Human bomb
Etrange et inquiétant, mais très efficace, le roman de Greg Hrbek saisit le lecteur dès les premières pages …et ne le lâche guère. Au gré de cette uchronie noire, nous sommes plusieurs années après le terrible attentat du 11-Août à San Francisco, fomenté par des intégristes musulmans. La société américaine vit toujours dans le traumatisme post-agression et considère d'un mauvais oeil le monde musulman. Depuis ces tristes événements ayant ébranlé la nation, une guerre sans merci a été menée dans le golfe Persique, et des milliers d’Américains de confession musulmane ont été confinés dans les anciennes réserves indiennes.
Plus qu'une autre, la jeune génération a été bercée par le conflit et la suspicion généralisée. C'est le cas notamment de Dorian, l'un des protagonistes du roman qui, a bientôt douze ans, tout en fantasmant la mystérieuse existence d'une soeur qui aurait disparu lors de l'attentat (même si ses parents soutiennent le contraire), rêve de massacres contre l'Ennemi dans sa banlieue de New York, allant jusqu'à couvrir d'insultes les murs de la mosquée locale. C’est à ce moment que son voisin, William Banfelder, un vétéran de l’armée, recueille Karim, un orphelin musulman tout droit arrivé de l'un des nombreux camps de réfugiés valant comme réservoir à terroristes..
Greg Hrbek tisse implacablement les redoutables conséquences de ce geste de bienveillance pour cette petite communauté U.S, constituée d' adolescents et de leurs parents.
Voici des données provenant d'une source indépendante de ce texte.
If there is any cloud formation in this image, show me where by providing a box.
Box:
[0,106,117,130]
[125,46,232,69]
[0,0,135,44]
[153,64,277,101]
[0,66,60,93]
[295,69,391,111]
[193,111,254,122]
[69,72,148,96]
Oscillant sans cesse entre rêve et cauchemar, cette Amérique parallèle fait froid dans le dos, tant elle met en exergue, plus près de nous, des thématiques qui nous sont malheureusement devenues contemporaines : racisme, exclusion, haine d'autrui, critique des flux migratoires, danger de l'intégration et exacerbation du pan-nationalisme.
D’un feu sans flammes a le mérite d'attiser l'attention et la tension en variant la posture du narrateur de référence, qui n'est jamais enfermé dans telle ou telle figure idiosyncrasique au risque de l'étroitesse d'esprit et de point de vue, mais constitué in fine par la sommation de tous les protagonistes du récit – la palme étant remportée par celui destiné à devenir une bombe humaine à même de châtier les Infidèles mais qui a encore la possibilité d'infléchir cette sombre fatalité orchestrée par "les semi-habiles" et, partant, de redonner un sens à une liberté ontologique à la fois plus altruiste et plus essentielle.
Par les temps qui courent (ou plutôt qui stagnent), cette déconstruction méthodique et maîtrisée – quoique romancée à l'aune d'une once d'anticipation pour ne pas trop mettre les pieds dans le plat on l'aura compris - de la création de toutes pièces du martyr intégriste "idéal", sans loi mais avec beaucoup de foi, prend une résonance qui n'échappera à personne.
Et qui en éclairera de nombreux sur la logique du conditionnement et du mépris réciproque ayant conduit nos civilisations au marasme terroriste qu'elles affrontent plus ou moins confusément depuis un certain 11-Septembre.
frederic grolleau
Greg Hrbek, D’un feu sans flammes, traduit par Benjamin Fau, Phébus, avril 2017, 336 p., 23,00 €.